Prep the oven and pan: Heat the oven to 400°F (200°C). If you plan to finish under the broiler, set the rack 6 inches from the element. Pat salmon dry with paper towels.
This helps the surface brown.
Season the salmon: Sprinkle both sides with salt. Dust the top with lemon pepper and a bit of black pepper if needed. If the fillets are very thick, season the sides too.
Make the garlic butter: In an oven-safe skillet over medium heat, melt the butter with olive oil.
Add minced garlic and cook 30–45 seconds, just until fragrant. Stir in lemon zest and 1 tablespoon lemon juice. Remove from heat to prevent burning.
Sear the salmon: Return the skillet to medium-high.
Nestle salmon fillets skin-side down. Cook 2–3 minutes until the skin crisps and the edges look opaque about 1/4 inch up.
Baste: Spoon the hot garlic butter over the tops of the fillets several times. This builds flavor and keeps the salmon moist.
Finish in the oven: Transfer the skillet to the oven.
Roast 5–8 minutes, depending on thickness, until the salmon flakes easily with a fork and reaches 125–130°F for medium or 135°F for medium-well. If you want extra color, broil for the last 1–2 minutes. Don’t walk away.

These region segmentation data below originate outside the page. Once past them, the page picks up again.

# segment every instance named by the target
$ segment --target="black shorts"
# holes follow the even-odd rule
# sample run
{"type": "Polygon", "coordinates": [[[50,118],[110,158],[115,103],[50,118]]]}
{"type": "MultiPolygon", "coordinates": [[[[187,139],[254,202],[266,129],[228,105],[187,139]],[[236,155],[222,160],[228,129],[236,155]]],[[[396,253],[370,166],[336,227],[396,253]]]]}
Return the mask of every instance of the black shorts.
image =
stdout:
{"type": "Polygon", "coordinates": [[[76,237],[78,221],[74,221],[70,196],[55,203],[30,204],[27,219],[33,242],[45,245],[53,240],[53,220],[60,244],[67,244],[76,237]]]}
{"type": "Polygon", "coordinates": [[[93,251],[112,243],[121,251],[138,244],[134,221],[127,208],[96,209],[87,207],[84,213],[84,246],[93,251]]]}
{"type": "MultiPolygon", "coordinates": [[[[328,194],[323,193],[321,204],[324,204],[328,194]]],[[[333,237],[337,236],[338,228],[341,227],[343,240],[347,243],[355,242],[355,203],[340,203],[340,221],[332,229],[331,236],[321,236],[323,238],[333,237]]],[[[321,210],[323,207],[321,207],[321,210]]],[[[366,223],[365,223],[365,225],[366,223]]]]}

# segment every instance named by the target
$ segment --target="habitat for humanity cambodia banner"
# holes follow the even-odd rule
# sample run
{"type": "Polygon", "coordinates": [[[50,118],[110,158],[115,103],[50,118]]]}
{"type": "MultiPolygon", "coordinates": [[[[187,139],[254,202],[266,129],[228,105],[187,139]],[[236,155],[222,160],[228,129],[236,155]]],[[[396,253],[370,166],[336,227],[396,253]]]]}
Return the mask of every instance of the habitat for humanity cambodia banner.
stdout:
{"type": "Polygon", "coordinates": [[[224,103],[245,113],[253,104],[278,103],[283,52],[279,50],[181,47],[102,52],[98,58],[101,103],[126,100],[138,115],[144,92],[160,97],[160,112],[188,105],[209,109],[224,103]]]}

Rest and sauce: Take the skillet out and let the salmon rest 2 minutes.
Squeeze over more lemon juice to taste and swirl the pan to combine with the butter. Taste the sauce and adjust salt and lemon.
Garnish and serve: Top with chopped parsley or dill. Spoon the pan sauce over each fillet.
Serve with rice, roasted potatoes, or a crisp salad.